Table 3Univariate and multivariate analyses of risk factors associated with HCC
| Parameter | Univariate analysis
| Multivariate analysis
|
|---|
| OR (95% CI) | p-value | OR (95% CI) | p-value |
|---|
| Age | 1.031 (1.013–1.050) | <0.05 | 1.049 (1.008–1.092) | <0.05 |
| Sex (male/female) | 2.015 (1.384–2.934) | <0.05 | 3.428 (1.471–7.989) | <0.05 |
| AFP | 15.532 (9.642–25.020) | <0.05 | 4.480 (1.701–11.802) | <0.05 |
| sAXL | 6.356 (4.199–9.619) | <0.05 | 2.857(1.157–7.055) | <0.05 |
| DCP | 37.488 (13.306–105.622) | <0.05 | 16.172 (3.425–76.359) | <0.05 |
| GPR | 1.765 (1.367–2.280) | <0.05 | 3.373(1.129–10.076) | <0.05 |
| APRI | 6.905 (4.099–11.630) | <0.05 | 2.830 (1.019–7.859) | <0.05 |
Diagnostic accuracy of APRI, GPR, and serum biomarkers for detecting HCC
The area under the ROC curve (AUC), sensitivities, specificities, and optimal threshold values of AFP, sAXL, DCP, APRI, and GPR for the diagnosis of HCC are shown in Table 4. the AUC and Youden’s index values corresponding to AFP were higher than those of the other markers.
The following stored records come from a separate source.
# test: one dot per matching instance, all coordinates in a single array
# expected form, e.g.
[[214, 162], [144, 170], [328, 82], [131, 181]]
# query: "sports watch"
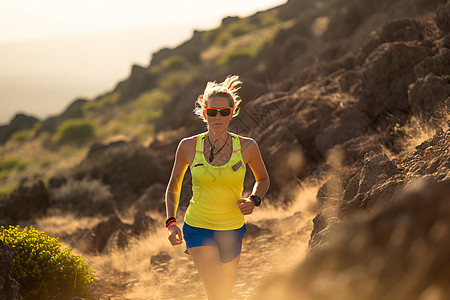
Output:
[[256, 200]]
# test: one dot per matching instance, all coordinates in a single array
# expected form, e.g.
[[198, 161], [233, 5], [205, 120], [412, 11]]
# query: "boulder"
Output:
[[385, 77], [25, 202], [152, 199], [429, 98], [9, 288], [374, 184], [400, 252], [19, 122], [442, 17]]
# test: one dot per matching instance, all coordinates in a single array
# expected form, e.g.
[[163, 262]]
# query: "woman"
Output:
[[214, 225]]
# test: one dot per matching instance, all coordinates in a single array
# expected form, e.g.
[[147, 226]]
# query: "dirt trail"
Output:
[[278, 245]]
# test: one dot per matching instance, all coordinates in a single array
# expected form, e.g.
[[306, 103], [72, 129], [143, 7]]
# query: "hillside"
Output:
[[349, 102]]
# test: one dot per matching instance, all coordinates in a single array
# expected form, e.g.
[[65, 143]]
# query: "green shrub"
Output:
[[74, 130], [87, 196], [42, 268], [172, 81], [101, 103]]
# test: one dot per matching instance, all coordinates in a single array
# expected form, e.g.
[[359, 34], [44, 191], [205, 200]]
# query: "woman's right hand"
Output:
[[175, 235]]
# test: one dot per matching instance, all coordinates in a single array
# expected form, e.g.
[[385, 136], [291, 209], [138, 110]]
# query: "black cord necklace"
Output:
[[211, 152]]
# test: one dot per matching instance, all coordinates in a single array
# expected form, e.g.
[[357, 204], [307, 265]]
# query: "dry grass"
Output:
[[128, 274]]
APRI had the highest sensitivity, but DCP showed the highest specificity. We also evaluated the diagnostic value of the combined biomarkers and found that the AUC corresponding to the combined biomarkers was greater than 0.8. Of all the two-marker combinations used for HCC diagnosis, the combination of sAXL with DCP had the highest AUC (0.882), with a higher sensitivity and Youden’s index (0.8211 and 0.6648, respectively) compared with those of all the other two-marker combinations. Also, the specificity of AFP combined with DCP was the highest (0.9453) considering all the two-marker combinations. Considering that we evaluated five markers in this study, the significance of analyzing only two-marker combinations could be limited, so we also analyzed three-, four-, and five-marker combinations. The results revealed that among all the three-marker combinations, that of AFP, sAXL, and DCP showed the highest AUC and Youden’s index (0.904 and 0.7085, respectively). Further, the combination of sAXL, DCP, and GPR showed the highest sensitivity (0.8418), while the combination of AFP, DCP, and GPR showed the highest specificity (0.9407). We also saw that among all the four-marker combinations, AFP, sAXL, DCP, and APRI showed the highest AUC, Youden’s index, and specificity (0.910, 0.7162, and 0.9576, respectively), but the combination of sAXL, DCP, APRI, and GPR had the highest sensitivity (0.8523). Interestingly, the combination of all five markers, AFP, sAXL, DCP, APRI, and GPR, had the highest AUC (0.911), and thus, the greatest diagnostic value for HCC.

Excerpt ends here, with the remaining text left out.